— Peuh! fit le coadjuteur avec mépris, je vous jure que dans toute cette guerre il est bien pâle.
Et il tira son épée à son tour.
— Messieurs, dit-il, voilà l'ennemi qui vient à nous; nous lui épargnerons bien, je l'espère, la moitié du chemin.
Et sans s'inquiéter s'il était suivi ou non, il partit. Son régiment, qui portait le nom de régiment de Corinthe, du nom de son archevêché, s'ébranla derrière lui et commença la mêlée.
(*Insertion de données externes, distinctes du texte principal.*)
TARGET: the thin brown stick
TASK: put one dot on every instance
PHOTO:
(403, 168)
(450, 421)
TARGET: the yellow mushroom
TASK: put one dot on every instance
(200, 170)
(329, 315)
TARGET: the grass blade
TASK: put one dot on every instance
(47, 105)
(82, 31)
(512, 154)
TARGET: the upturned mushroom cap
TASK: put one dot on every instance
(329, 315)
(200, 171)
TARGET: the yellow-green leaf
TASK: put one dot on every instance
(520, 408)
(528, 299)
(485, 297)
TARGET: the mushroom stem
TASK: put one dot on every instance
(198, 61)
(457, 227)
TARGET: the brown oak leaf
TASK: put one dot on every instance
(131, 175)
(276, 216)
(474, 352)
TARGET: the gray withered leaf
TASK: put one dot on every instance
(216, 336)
De son côté, M. de Beaufort lançait sa cavalerie, sous la conduite de M. de Noirmoutiers, vers Étampes, où elle devait rencontrer un convoi de vivres impatiemment attendu par les Parisiens. M. de Beaufort s'apprêtait à le soutenir.
M. de Clanleu, qui commandait la place, se tenait, avec le plus fort de ses troupes, prêt à résister à l'assaut, et même, au cas où l'ennemi serait repoussé, à tenter une sortie.
Au bout d'une demi-heure le combat était engagé sur tous les points. Le coadjuteur, que la réputation de courage de M. de Beaufort exaspérait, s'était jeté en avant et faisait personnellement des merveilles de courage. Sa vocation, on le sait, était l'épée, et il était heureux chaque fois qu'il la pouvait tirer du fourreau, n'importe pour qui ou pour quoi. Mais dans cette circonstance, s'il avait bien fait son métier de soldat, il avait mal fait celui de colonel. Avec sept ou huit cents hommes il était allé heurter trois mille hommes, lesquels, à leur tour, s'étaient ébranlés tout d'une masse et ramenaient tambour battant les soldats du coadjuteur, qui arrivèrent en désordre aux remparts. Mais le feu de l'artillerie de Clanleu arrêta court l'armée royale, qui parut un instant ébranlée. Cependant cela dura peu, et elle alla se reformer derrière un groupe de maisons et un petit bois.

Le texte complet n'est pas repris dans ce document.